El abrazo del agua y la esperanza: el viaje de Don Ernesto para salvar a su hija
Durante cuatro días consecutivos, la lluvia no cesó de caer sobre el estado de Veracruz. El cielo parecía llorar sin descanso, y con cada gota, el río Papaloapan crecía y crecía, hasta que sus aguas desbordadas arrasaron con casas, puentes y caminos. En las noticias, una frase se repetía una y otra vez:
—El pueblo de San Mateo está completamente incomunicado.
En una humilde casa a las afueras de Alvarado, Don Ernesto Ramírez, un hombre de setenta años, observaba la televisión con los ojos enrojecidos por la preocupación y la falta de sueño. Su mente estaba fija en un solo pensamiento: su hija Lucía, quien vivía con su esposo y su pequeño hijo en San Mateo.
No había sabido nada de ellos durante tres días. Las líneas telefónicas estaban caídas, y el silencio era más fuerte que el rugido del río.
Recordaba claramente las últimas palabras de su hija antes de que la llamada se cortara abruptamente:
—Papá, el agua ya llegó al patio… pero no te preocupes, estaremos bien.
Esas palabras no le permitieron dormir en toda la noche.
Al amanecer, Don Ernesto tomó una decisión que cambiaría su vida para siempre.
Reunió lo poco que tenía: un poco de frijoles, arroz, pan seco, leche en polvo, medicinas, y una gallina viva — la que planeaba cocinar para su nieto. Metió todo en una vieja caja de unicel y con un marcador negro escribió en la tapa:
—Para mi hija Lucía —Con todo mi amor, papá.
Los vecinos intentaron detenerlo.
—¡Don Ernesto, no lo haga! ¡El agua está muy brava!
Pero él respondió con voz firme:
—Si me quedo aquí, ¿cómo sabré si mi hija sigue viva?
Sin pensarlo más, se puso un chaleco salvavidas remendado, abrazó la caja y se lanzó al agua helada.
Las corrientes lo empujaban, los escombros golpeaban sus piernas, pero él seguía adelante, paso a paso, con el alma en el pecho.
El río rugía como una bestia indomable.
Cada metro era una batalla.
Don Ernesto se aferraba a ramas, se impulsaba con los brazos y rezaba entre dientes:
—Virgen de Guadalupe, no me dejes caer.
Después de casi dos horas de lucha, llegó a las primeras casas de San Mateo.
Solo los techos sobresalían del agua.
Sobre uno de ellos, varias personas se cubrían con mantas mojadas.
Don Ernesto gritó con todas sus fuerzas:
—¡Lucía! ¡Lucía Ramírez!
Un silencio desgarrador respondió.
Hasta que una mujer en otro techo contestó:
—¡Aquí estamos! ¡Por favor, ayúdennos!
Don Ernesto sintió que su corazón latía con más fuerza.
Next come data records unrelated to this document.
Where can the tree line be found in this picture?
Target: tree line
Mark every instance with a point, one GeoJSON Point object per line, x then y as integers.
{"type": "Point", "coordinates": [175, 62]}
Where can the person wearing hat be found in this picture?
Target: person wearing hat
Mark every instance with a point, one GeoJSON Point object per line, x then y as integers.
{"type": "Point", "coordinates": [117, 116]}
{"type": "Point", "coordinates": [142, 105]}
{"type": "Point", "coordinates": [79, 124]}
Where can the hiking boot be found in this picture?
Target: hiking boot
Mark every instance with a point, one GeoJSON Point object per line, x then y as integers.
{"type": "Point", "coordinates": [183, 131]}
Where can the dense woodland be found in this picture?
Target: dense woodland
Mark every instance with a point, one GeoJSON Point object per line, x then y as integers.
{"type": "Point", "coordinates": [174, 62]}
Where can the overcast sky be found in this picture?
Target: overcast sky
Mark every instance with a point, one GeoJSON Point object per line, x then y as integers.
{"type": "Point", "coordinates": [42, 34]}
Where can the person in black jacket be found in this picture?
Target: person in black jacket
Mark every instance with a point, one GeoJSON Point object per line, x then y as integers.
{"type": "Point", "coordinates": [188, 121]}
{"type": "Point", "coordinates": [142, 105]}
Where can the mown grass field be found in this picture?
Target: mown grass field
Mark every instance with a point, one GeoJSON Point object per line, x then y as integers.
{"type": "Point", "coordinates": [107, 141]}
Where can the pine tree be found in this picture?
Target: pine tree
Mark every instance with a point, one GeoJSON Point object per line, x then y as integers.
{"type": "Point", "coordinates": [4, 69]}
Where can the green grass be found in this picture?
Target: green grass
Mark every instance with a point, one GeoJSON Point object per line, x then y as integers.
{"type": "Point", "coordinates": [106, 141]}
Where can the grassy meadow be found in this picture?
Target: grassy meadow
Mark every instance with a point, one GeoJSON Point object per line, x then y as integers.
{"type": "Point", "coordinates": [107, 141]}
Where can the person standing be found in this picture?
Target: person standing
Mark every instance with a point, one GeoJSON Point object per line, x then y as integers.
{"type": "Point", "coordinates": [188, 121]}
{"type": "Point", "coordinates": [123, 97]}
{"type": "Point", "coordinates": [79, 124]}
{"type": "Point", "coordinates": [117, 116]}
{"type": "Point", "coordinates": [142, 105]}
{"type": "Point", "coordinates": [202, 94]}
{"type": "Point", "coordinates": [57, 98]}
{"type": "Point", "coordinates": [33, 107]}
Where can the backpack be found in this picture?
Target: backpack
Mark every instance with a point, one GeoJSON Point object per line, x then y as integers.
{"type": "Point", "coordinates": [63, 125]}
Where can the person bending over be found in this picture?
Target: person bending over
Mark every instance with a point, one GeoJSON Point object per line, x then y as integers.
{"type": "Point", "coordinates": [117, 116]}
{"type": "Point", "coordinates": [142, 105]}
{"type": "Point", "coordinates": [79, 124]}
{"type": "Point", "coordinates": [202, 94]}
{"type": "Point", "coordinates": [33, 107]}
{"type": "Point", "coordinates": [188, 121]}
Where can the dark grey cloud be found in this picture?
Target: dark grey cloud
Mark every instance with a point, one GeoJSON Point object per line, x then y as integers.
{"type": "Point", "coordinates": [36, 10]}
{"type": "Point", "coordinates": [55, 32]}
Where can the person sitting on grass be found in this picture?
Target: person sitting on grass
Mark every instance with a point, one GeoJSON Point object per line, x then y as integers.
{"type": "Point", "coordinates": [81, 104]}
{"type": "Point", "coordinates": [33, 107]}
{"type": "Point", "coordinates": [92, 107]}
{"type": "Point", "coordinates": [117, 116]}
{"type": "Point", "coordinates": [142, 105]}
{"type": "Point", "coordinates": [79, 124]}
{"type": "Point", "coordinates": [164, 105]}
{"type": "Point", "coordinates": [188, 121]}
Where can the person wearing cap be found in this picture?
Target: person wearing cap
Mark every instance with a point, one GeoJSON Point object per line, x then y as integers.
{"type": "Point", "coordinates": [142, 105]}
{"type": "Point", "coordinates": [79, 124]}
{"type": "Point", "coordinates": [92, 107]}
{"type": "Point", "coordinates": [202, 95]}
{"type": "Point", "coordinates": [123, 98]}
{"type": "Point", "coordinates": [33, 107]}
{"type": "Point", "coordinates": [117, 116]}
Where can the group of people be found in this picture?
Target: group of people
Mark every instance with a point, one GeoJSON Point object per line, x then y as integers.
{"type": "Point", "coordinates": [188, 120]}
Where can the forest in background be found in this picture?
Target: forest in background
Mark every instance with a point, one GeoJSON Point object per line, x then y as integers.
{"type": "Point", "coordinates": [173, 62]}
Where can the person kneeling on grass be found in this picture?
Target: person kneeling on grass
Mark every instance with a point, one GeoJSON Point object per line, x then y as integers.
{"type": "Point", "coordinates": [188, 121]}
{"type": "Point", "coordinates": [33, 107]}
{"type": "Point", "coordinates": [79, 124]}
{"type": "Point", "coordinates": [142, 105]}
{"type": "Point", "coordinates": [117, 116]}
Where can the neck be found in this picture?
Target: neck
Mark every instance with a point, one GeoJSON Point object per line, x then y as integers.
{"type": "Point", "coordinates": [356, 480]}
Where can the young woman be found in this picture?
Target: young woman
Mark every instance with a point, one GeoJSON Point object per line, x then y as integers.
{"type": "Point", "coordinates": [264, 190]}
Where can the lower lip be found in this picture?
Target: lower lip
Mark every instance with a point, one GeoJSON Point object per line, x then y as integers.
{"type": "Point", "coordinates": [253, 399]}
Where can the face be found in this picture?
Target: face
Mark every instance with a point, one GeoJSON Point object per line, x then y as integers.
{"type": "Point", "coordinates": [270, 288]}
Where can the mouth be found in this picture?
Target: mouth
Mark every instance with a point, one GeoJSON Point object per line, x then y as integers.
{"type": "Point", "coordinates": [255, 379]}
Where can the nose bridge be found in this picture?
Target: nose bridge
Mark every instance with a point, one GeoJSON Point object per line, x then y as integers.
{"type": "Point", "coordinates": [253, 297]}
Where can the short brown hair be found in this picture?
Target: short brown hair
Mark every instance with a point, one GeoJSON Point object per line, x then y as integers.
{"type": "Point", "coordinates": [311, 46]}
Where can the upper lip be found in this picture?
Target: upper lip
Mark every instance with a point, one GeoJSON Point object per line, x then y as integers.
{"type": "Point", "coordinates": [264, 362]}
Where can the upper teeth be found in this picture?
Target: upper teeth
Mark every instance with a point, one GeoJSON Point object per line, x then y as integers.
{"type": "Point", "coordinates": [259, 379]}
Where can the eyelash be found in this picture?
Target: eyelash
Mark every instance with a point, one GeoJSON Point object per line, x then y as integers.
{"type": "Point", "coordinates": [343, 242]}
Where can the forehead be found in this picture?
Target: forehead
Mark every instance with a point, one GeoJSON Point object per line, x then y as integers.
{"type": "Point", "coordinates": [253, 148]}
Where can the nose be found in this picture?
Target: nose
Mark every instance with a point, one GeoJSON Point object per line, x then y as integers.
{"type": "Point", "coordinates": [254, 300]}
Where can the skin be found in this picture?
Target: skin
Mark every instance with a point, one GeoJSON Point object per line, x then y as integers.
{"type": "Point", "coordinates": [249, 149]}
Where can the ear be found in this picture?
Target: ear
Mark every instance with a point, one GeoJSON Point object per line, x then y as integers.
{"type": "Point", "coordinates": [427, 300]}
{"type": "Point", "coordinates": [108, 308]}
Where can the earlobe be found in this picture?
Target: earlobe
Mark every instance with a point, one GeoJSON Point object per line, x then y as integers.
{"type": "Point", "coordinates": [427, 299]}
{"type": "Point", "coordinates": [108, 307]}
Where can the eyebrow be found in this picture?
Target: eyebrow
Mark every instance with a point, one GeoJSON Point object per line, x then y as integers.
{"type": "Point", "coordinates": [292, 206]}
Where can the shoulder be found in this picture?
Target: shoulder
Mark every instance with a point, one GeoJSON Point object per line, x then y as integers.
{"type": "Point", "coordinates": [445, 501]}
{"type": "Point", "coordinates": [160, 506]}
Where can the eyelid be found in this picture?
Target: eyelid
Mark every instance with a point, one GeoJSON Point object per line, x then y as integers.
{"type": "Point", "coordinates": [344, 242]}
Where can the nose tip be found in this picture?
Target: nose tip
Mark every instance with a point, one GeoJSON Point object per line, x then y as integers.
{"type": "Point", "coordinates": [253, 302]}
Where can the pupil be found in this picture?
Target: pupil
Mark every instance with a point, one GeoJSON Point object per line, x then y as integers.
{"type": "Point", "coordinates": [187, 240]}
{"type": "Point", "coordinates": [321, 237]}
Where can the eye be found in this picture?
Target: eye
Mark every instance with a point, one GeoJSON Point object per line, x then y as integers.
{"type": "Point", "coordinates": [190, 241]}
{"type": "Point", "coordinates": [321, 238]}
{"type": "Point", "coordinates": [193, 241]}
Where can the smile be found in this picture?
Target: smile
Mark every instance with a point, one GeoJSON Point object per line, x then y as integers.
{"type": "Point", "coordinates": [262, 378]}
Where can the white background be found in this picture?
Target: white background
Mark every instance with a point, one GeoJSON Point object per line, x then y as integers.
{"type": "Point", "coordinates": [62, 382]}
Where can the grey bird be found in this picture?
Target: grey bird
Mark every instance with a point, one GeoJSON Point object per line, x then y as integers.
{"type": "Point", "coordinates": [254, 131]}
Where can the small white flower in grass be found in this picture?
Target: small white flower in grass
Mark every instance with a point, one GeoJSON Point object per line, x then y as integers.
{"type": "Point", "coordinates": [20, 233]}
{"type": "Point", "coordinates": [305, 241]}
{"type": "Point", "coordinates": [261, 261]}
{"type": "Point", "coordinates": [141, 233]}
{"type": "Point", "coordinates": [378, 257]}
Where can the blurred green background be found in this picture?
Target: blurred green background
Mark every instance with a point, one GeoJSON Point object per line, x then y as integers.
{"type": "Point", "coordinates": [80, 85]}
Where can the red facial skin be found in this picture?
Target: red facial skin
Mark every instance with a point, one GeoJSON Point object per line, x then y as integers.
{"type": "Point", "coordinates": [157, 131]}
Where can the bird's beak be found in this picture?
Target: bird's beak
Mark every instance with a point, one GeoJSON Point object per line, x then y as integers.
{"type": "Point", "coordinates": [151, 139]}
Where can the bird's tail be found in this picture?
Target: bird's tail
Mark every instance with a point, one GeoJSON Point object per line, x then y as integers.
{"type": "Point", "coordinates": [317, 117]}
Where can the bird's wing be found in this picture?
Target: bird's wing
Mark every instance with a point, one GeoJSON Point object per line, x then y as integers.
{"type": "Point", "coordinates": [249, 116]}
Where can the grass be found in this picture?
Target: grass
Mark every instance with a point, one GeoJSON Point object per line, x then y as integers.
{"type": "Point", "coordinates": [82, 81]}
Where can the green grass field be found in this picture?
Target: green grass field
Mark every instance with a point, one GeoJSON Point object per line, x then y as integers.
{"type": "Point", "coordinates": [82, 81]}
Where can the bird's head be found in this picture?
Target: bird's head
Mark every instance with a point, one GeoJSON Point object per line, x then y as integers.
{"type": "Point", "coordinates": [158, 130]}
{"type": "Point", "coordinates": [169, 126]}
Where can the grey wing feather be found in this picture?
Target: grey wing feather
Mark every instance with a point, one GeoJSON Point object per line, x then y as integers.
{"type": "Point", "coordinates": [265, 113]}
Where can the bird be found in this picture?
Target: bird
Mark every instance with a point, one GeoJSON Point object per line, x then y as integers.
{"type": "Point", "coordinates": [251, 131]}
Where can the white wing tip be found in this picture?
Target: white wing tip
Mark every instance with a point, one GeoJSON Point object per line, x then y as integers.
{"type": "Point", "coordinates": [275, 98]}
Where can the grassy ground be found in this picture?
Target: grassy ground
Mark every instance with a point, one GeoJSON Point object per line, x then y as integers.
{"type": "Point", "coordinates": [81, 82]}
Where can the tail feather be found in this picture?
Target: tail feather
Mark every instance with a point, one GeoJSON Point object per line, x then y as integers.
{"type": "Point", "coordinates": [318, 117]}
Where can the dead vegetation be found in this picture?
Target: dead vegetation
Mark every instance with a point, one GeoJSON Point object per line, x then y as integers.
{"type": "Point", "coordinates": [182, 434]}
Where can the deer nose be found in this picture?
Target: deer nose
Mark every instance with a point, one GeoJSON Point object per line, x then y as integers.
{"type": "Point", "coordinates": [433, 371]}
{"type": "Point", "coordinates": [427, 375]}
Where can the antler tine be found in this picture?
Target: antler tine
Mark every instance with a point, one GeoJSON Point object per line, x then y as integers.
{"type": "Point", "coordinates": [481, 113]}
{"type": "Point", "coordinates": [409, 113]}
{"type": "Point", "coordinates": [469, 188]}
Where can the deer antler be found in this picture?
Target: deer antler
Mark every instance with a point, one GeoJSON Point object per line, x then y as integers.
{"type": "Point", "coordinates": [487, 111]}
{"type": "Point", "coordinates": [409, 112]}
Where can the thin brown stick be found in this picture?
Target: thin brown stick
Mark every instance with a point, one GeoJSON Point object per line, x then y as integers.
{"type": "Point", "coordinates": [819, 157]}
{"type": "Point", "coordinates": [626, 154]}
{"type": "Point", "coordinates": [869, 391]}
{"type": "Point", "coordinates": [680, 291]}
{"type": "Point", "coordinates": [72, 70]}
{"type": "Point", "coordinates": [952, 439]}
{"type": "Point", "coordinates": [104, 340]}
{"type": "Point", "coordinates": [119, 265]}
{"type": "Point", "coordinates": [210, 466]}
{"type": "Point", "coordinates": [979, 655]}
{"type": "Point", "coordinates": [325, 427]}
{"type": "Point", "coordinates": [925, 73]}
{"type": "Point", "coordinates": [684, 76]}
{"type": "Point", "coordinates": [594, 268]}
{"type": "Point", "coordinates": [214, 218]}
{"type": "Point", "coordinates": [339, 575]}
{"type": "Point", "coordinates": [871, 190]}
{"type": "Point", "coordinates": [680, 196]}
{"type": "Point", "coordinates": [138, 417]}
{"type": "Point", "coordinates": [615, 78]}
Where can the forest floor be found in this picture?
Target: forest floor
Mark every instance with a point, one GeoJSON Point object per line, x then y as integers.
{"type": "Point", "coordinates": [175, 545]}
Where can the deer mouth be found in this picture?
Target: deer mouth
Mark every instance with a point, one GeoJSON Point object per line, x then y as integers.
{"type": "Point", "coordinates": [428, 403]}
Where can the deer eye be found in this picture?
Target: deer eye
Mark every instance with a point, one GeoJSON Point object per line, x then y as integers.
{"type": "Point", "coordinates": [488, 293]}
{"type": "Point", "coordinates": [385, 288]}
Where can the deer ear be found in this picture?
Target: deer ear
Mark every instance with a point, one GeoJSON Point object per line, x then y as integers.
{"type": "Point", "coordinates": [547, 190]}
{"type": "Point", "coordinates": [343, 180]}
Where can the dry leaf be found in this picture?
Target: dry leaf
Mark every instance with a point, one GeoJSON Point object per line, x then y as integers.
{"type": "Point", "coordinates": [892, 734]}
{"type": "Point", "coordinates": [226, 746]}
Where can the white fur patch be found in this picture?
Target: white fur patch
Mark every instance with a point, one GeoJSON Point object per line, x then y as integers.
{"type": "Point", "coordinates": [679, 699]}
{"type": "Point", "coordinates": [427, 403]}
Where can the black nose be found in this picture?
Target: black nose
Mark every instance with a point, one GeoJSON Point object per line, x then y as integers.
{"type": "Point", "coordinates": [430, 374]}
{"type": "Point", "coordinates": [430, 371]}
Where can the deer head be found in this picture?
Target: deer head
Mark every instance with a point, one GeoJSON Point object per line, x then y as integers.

Nadie podía quedarse sin ayuda.
Con mucho esfuerzo, trepó a una de las casas semisumergidas y entregó la caja que llevaba.
Lucía, con lágrimas en los ojos, lo abrazó con fuerza.
—Papá, gracias a Dios que llegaste.
El pequeño nieto, temblando de frío, se aferró a su abuelo.
Don Ernesto miró alrededor y vio el desastre: casas destruidas, árboles caídos, familias atrapadas.
Pero también vio esperanza.
Durante días, ayudó a repartir alimentos, medicinas y a cuidar a los niños.
Los vecinos lo miraban con admiración y respeto.
Don Ernesto no solo había cruzado las aguas para salvar a su familia, sino que se convirtió en un símbolo de valentía y amor incondicional.

Pasaron las semanas y el agua comenzó a bajar lentamente.
La comunidad de San Mateo empezó a reconstruir lo perdido, pero el recuerdo de aquella tragedia quedó grabado en sus corazones.
Don Ernesto regresó a su casa en Alvarado, cansado pero feliz de haber cumplido su misión.
Su hija Lucía y su nieto estaban a salvo, y eso era lo único que importaba.
Esta historia nos recuerda que el amor de un padre no conoce límites y que, incluso en las peores tormentas, la esperanza puede brillar con fuerza.